Under the Operations Working Group, chaired by the federal TWRI Secretariat, the federal government will engage the Toronto Waterfront Revitalization Corporation to ensure a more coordinated effort in the development of contribution agreements, emphasizing the need for funding to be expended within the prescribed timeframes. The federal TWRI Secretariat is committed to raising the issue with the other orders of government at the next Operations Working Group.
Additionally, the federal TWRI Secretariat will seek support from the Toronto Waterfront Revitalization Corporation and the other two orders of government during the negotiation of the next Tri-government Long-term Funding Plan so as to ensure federal funding is strategically allocated to projects which can be completed before the program’s sunset date of March 31, 2011.
3. The appropriateness of the $10-million threshold on federal contribution agreements should be re-examined.
The federal TWRI Secretariat agrees with this recommendation.
The federal TWRI Secretariat unsuccessfully sought to to have the threshold removed in 2007. The rationale for the decision to retain the $10 million threshold was that the program lacked audit and evaluation evidence to substantiate the removal of the threshold.

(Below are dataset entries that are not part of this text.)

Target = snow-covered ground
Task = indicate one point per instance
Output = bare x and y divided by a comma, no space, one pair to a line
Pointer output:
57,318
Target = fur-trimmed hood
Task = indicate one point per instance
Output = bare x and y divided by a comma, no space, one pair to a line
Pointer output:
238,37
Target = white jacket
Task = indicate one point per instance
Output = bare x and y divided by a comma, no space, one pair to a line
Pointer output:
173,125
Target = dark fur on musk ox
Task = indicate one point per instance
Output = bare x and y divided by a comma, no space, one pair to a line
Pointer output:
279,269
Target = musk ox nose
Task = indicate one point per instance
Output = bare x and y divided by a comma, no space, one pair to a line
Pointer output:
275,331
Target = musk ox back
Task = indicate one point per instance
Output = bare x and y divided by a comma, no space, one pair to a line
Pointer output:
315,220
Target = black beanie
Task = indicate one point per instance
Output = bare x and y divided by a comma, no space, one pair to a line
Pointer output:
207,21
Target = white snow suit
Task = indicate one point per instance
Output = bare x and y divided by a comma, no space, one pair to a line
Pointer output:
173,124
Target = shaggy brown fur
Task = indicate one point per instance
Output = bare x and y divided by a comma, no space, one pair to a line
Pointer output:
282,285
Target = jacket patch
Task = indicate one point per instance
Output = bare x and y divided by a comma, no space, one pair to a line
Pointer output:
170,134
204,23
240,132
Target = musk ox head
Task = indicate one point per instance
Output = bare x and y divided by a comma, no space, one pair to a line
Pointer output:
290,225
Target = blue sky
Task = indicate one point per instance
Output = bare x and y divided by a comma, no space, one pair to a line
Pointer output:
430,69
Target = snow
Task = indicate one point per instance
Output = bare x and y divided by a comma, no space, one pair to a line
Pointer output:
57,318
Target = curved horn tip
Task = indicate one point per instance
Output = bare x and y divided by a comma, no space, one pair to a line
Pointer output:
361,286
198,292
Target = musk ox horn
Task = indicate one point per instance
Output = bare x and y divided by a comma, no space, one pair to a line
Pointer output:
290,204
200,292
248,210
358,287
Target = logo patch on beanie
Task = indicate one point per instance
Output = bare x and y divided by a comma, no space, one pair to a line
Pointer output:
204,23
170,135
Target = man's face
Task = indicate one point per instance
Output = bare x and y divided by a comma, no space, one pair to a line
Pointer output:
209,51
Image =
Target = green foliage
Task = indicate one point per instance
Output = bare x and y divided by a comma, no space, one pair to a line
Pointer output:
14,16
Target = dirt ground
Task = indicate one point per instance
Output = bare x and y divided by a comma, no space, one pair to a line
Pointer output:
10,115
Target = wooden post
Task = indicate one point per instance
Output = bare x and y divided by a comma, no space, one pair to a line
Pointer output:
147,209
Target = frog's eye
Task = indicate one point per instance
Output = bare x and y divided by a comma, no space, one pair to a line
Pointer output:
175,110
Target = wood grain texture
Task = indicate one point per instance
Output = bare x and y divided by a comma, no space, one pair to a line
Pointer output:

Currently, the federal TWRI Secretariat bundles similar projects together as a themed-based approach as appropriate when seeking funding approval.
4. The federal government should continue to work with the TWRC, the City of Toronto and the Province of Ontario to develop indemnification policies that best meet the needs of all parties.
The federal TWRI Secretariat agrees with this recommendation.
The federal TWRI Secretariat is committed to leading the negotiation of a resolution with the other two levels of government on this issue. The federal TWRI Secretariat is currently working with the other two orders of governments via the Operations Working Group and respective legal representatives to ensure that the additional indemnification clauses are removed from the contribution agreement template by December 15, 2008.